Видеодневник инноваций
Подлодки Корабли Карта присутствия ВМФ Рейтинг ВМФ России и США Военная ипотека условия
Баннер
Электродвигатели по технологии Славянка

Альтернатива электродвигателям
с классическими обмотками

Поиск на сайте

РОДОСЛОВНАЯ. Николай Верюжский, рижский нахимовец выпуска 1953 года. Кратко о своём детстве, родителях и родственниках. Часть 5.

РОДОСЛОВНАЯ. Николай Верюжский, рижский нахимовец выпуска 1953 года. Кратко о своём детстве, родителях и родственниках. Часть 5.

Казалось бы, старшая в семье по возрасту дочь обычно должна помогать матери и по мере возможности присматривать за младшим ребёнком. Однако для Жени это было противопоказано. Я думаю, что она из-за своего чрезмерного себялюбия и развитого эгоизма на первых порах просто не могла меня переносить и в лучшем случае элементарно игнорировала, как будто меня не существовало. Ей было не до меня. В дальнейшем, когда я немного подрос, у меня не сохранилось в памяти, когда Женя хотя бы один раз взялась почитать мне книжку или рассказать интересную сказку. Однако до сих пор помню, как она на меня кричала: «Отстань! Не мешай! Не лезь! Отцепись! Пошел к свиньям! Ты мне надоел!». Более того, я стал объектом её изощрённых издевательств, это приносило ей глубокое удовлетворение, когда видела, что я обливался горючими слезами от обиды и находился в полной своей беспомощности хоть как-то защититься.
Мама, узнав, что я в очередной раз подвергался экзекуциям, неоднократно говорила Жене, что, дескать, когда заведешь своих детей, тогда их и мучай, а Колю не трогай. Иногда для большей убедительности добавляла известную присказку: «Отольются волку овечьи слезки».

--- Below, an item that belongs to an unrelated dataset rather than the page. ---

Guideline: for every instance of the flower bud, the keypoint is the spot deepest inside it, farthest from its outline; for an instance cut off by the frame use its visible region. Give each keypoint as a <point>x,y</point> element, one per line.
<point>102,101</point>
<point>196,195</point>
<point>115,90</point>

Помнится, что я тоже не оставался в долгу и в минуты глубоких переживаний и горькой обиды от незаслуженного ко мне отношения, возмещал весь свой гнев на куклы, в которые играли дети женского пола старших поколений нашей семьи. Куклы были оригинальные: с фарфоровыми головками и красивыми разрисованными личиками. Но я был беспощаден, разбивая их на мелкие кусочки. К сожалению, для Жени эти куклы не представляли никакого интереса - она в них не играла, да и вышла уже из детского возраста, чтобы играть в куклы.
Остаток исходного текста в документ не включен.